TALLAHASSEE, Fla. (AP) - When Florida state House Minority Leader Mark Pafford puts a 6 a.m. workout before his legislative meetings on his daily schedule, it’s a public record.

When concerned parent Kimberly Jones of Plantation emails House Speaker Steve Crisafulli saying she has two children going to Florida State University and wants him to oppose a bill allowing guns on college campuses, that’s a public record too.

Reporters and other members of the public can get copies of those and almost all other legislative documents.

As part of a nationwide look at transparency of state legislatures, The Associated Press recently requested copies of all emails and daily schedules from the top four Florida legislative leaders for Feb. 1-7. All four acknowledged they were obliged to respond to the request and produced responses within a few days.

In some states that would seem outlandish, but Florida has a tradition of unusually comprehensive and strict laws on open government and open records. Florida’s “Government in the Sunshine” law mandates public access to meetings and records at all levels of state and local government.

By law, you don’t have to say why you want the records. Requests for the records can even be made anonymously, and any charges for fulfilling the request must be reasonable.

The legislators provided relatively detailed schedules including names of those attending meetings.

Crisafulli, a Merritt Island Republican, and Pafford, a West Palm Beach Democrat, were swamped with hundreds of emails that week because of House consideration of contentious bills allowing open carry of firearms and carrying guns on campus. They said the request for their emails would require extensive staff time and fees; instead, AP narrowed the scope of the request instead.

“I’ve always supported Florida’s open records law and making sure the public has access to records,” Pafford said. “This is the people’s government. If somebody finds out I’m doing a workout or having a doctor’s appointment at a certain time, that’s OK. It’s on my schedule because my staff needs to know what I’m doing when.”

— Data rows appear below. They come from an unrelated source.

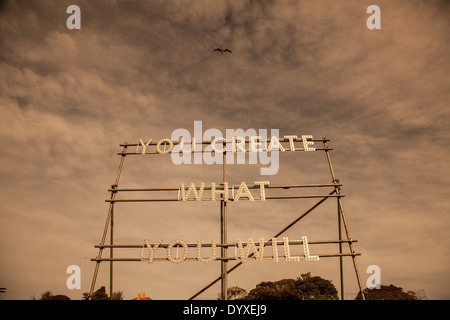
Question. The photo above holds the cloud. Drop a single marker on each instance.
(143, 69)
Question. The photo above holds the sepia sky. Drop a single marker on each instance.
(141, 69)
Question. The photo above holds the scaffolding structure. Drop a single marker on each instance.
(335, 193)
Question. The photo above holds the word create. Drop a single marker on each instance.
(250, 250)
(243, 191)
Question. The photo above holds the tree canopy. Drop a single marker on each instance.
(390, 292)
(305, 287)
(101, 294)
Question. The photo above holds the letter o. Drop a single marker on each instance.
(169, 251)
(161, 142)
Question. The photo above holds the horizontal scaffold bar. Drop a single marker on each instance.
(231, 199)
(201, 151)
(224, 258)
(246, 140)
(207, 245)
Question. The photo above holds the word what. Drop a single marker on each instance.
(243, 191)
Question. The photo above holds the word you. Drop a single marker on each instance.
(237, 143)
(250, 250)
(243, 191)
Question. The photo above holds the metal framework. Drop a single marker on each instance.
(224, 245)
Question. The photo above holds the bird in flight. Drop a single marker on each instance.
(222, 50)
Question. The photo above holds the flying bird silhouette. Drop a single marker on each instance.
(222, 50)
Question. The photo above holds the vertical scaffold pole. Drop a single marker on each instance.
(109, 222)
(341, 216)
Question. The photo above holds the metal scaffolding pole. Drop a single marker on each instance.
(223, 233)
(109, 220)
(341, 216)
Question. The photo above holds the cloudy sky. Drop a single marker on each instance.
(139, 70)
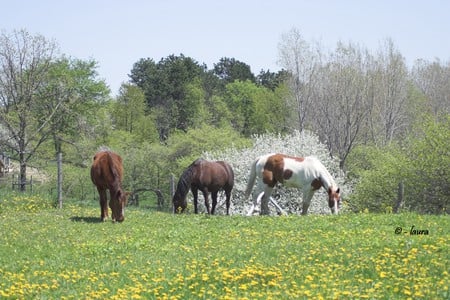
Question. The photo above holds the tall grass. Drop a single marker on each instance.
(70, 254)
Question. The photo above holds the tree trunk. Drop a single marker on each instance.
(60, 180)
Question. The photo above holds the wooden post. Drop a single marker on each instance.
(400, 194)
(60, 180)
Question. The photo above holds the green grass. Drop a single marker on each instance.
(69, 254)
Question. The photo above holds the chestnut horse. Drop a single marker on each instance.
(106, 174)
(208, 177)
(307, 173)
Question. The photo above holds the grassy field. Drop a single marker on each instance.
(70, 254)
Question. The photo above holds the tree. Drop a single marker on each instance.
(67, 95)
(129, 108)
(24, 64)
(302, 62)
(433, 78)
(165, 86)
(387, 117)
(230, 69)
(341, 101)
(271, 80)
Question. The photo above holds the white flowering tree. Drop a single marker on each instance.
(290, 199)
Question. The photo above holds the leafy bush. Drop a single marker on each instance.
(422, 165)
(378, 173)
(298, 144)
(428, 184)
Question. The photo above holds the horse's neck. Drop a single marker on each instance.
(327, 179)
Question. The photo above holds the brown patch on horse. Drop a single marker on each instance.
(107, 174)
(287, 174)
(316, 184)
(274, 169)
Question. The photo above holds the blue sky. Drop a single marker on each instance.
(118, 33)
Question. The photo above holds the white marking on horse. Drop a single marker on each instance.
(307, 173)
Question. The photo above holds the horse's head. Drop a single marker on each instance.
(334, 199)
(118, 204)
(179, 203)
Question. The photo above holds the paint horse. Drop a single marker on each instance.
(107, 174)
(306, 173)
(208, 177)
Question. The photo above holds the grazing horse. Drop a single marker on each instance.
(208, 177)
(107, 173)
(307, 173)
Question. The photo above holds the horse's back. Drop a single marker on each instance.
(107, 169)
(216, 175)
(228, 170)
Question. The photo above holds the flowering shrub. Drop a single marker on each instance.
(298, 144)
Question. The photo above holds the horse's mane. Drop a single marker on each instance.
(325, 177)
(184, 183)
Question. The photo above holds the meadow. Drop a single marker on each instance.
(48, 253)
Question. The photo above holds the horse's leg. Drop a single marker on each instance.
(103, 204)
(205, 195)
(214, 203)
(307, 196)
(258, 190)
(265, 200)
(228, 200)
(195, 193)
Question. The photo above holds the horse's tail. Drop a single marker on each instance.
(113, 165)
(251, 179)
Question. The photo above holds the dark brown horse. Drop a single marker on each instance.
(106, 174)
(208, 177)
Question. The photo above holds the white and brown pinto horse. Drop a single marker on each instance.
(306, 173)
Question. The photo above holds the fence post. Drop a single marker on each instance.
(400, 194)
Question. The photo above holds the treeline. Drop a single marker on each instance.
(176, 108)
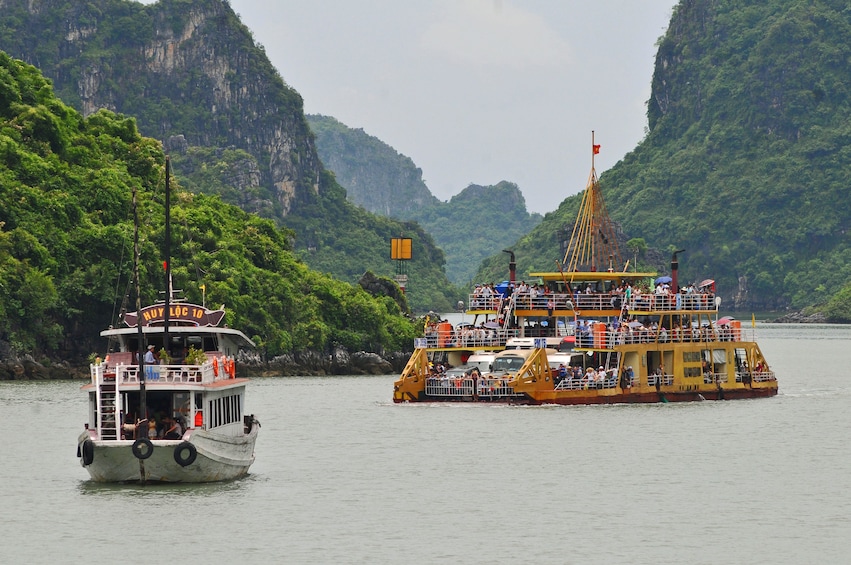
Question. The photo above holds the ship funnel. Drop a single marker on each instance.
(675, 264)
(512, 267)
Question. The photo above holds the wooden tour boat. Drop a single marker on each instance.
(179, 420)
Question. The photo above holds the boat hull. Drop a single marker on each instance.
(216, 458)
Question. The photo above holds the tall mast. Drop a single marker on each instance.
(167, 264)
(143, 408)
(593, 244)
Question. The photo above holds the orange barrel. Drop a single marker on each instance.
(600, 335)
(736, 326)
(444, 334)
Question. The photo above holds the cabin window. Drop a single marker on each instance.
(225, 410)
(691, 357)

In practice, things aren’t always so open and transparent. Only the response from Senate Minority Leader Arthenia Joyner, D-Tampa, for example, included substantial numbers of emails both to and from the legislator.

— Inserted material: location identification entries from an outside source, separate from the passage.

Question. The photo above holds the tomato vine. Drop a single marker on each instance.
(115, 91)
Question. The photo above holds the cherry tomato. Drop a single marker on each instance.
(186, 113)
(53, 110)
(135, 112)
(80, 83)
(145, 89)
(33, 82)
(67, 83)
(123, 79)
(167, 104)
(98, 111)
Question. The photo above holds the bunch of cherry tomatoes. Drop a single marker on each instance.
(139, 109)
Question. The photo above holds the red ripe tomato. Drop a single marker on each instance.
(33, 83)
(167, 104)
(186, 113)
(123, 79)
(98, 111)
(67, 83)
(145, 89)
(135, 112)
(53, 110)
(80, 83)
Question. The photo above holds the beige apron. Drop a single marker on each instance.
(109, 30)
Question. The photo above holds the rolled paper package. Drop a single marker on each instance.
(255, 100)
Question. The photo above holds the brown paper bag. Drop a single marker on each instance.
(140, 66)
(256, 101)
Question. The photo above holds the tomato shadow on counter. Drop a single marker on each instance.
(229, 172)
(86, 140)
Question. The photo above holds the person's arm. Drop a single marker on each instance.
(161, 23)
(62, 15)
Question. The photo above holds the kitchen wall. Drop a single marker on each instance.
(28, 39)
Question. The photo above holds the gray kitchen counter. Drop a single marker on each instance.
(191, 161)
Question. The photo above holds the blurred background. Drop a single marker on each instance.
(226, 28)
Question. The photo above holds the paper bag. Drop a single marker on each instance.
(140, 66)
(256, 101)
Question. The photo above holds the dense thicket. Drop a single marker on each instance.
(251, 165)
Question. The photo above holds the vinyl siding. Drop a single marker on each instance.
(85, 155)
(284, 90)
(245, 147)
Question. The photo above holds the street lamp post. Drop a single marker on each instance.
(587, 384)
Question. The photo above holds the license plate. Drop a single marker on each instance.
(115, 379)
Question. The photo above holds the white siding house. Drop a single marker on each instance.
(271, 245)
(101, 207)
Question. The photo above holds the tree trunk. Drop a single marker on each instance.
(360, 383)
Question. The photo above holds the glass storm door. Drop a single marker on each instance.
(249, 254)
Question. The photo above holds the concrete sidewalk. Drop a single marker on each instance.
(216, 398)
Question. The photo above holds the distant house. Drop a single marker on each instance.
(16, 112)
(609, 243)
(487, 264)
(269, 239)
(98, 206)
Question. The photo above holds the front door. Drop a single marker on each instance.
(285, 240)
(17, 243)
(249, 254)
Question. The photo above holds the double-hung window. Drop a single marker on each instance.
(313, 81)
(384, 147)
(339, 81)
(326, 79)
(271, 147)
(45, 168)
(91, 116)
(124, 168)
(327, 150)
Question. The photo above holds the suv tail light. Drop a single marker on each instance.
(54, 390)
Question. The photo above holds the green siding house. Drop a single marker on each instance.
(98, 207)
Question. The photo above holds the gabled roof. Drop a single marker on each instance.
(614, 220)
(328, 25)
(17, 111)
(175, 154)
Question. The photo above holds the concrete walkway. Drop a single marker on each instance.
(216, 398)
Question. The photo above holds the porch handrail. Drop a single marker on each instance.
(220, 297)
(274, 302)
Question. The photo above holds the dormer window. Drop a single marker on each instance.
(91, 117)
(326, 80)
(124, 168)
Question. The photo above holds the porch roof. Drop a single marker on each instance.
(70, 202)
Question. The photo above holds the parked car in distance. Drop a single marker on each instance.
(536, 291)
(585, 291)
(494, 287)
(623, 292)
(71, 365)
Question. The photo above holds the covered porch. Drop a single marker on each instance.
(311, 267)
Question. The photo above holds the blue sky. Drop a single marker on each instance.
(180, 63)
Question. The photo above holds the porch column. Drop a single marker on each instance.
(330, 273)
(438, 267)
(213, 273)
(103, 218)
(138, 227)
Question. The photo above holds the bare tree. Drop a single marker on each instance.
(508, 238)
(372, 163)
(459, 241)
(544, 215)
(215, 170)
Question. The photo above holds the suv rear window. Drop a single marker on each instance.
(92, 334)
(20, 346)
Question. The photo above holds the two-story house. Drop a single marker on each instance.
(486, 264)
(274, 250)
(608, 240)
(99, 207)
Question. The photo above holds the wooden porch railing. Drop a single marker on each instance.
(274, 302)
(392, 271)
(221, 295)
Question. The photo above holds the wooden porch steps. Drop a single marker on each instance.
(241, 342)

AP made the same request to Gov. Rick Scott, whose response consisted of references to the websites where he publishes his schedules and emails.

Scott has long published a daily schedule on the governor’s office website, and in 2012, he launched Project Sunburst, a website posting the contents of the email accounts of the governor and his top staff. However, after launching Sunburst, Scott stopped using his office email account to transact business.

In 2014, a lawsuit produced evidence that Scott and his aides had used private email accounts for government business, and a request from the AP, filled only after a three-month delay, showed Scott using his personal account for discussing state business with top aides, after having denied doing so.

While Scott publishes his schedule, meanwhile, it has occasionally omitted important meetings, and also omits some travel details for what his office calls security reasons.